Ainsi dans ces Archives, la seule section Mitrofanovsk (le bourg insignifiant où Parkinson est né) occupe 57 000 m2, et compte 459 789 490 567 documents. Tout est là, rien n’est dissimulé, mais pour restituer l’image d’un événement, reconstituer la biographie d’un homme, il faut des décennies d’un travail assidu. Voznessenski n’a pas le choix. Il opte pour la méthode consistant à piocher dans les documents au hasard. En comptant sur son intuition. Il se fie à son sixième sens. S’agissant de Parkinson, c’est la meilleure solution. Les mois suivants Voznessenski travaille avec acharnement. Ce qui donne bientôt les premiers résultats : une biographie solidement documentée qui couvre les dix premières années de la vie de Parkinson. Mais il n’y a rien là-dedans. Du moins rien d’intéressant. On peut lire tout cela dans les romans sirupeux des écrivains réalistes russes. Ces romans, ces ancêtres des soap operas, sont en fait des modèles d’éducation et de formation des garçons russes de l’époque. Voznessenski, amateur fanatique – comme seul un Russe peut l’être – de la littérature, parvient à la conclusion consternante que le réalisme dans la littérature russe a ruiné la réalité russe ; qu’il a détruit la simplicité de l’âme russe ; qu’il a mis en circulation l’absurde idée de la justice sociale ; que, pour finir, Demian Lavrentievitch était parvenu à la même conclusion, notant dans un de ses écrits : « Après Dostoïevski, au lieu d’une multitude de variétés de l’âme russe, il n’est plus resté que cinq types psychologiques : ceux de Stavroguine, Raskolnikov, Marmeladov, Lebeziatnikov et Svidrigaïlov. »

Mais si rien de notable ne se passe dans les sous-sols des Archives, si le dossier (titré plus tard Grandeur et décadence de la maladie de Parkinson) souffre d’anorexie et reste désespérément loin d’une étude historique sérieuse, dans la vie privée de notre historien se manifestent les premiers signes d’un changement pathologique. Un soir, en rentrant chez lui, il surprend son épouse, Valentina Nikolaïevna, occupée à peigner ses cheveux, toute nue devant le miroir, scène par ailleurs banale dans les foyers russes de la classe moyenne.

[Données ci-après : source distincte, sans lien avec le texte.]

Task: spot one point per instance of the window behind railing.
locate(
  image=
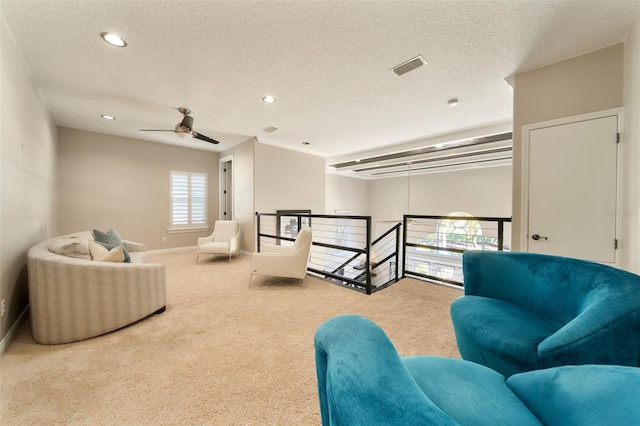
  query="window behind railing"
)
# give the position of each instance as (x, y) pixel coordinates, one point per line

Cependant, cela est bientôt suivi de quelque chose d’inhabituel, quelque chose de tout à fait inquiétant pour une psyché formée dans un système politique fondé sur le matérialisme. À la salutation de son mari, Valentina répond en parlant par l’anus : « Zdravstvouï, daragoï ! » Le premier choc passé, Voznessenski essaie de rationaliser. Il met tout sur le dos de la fatigue. L’attribue à l’épuisement psychique. À un dérèglement passager de la perception. Or, notre historien ne sait pas (ou ne veut pas savoir) une chose capitale : les dérèglements de la perception, ça n’existe pas. On perçoit ce que l’on perçoit, et on est bien obligé de s’en accommoder comme on peut. Dès le lendemain, il se confiera à Édouard Mandarinov – le poète par qui nous apprendrons cette histoire –, moins par besoin de se confier que dans l’espoir que Mandarinov lui dise « Laisse tomber ces bêtises », chose que celui-ci fait d’ailleurs, en un sens. « Écoute, dit Mandarinov, tu passes tes journées à lire des manuscrits d’ivrognes endurcis. Crois-tu que ça puisse se faire sans conséquence ? »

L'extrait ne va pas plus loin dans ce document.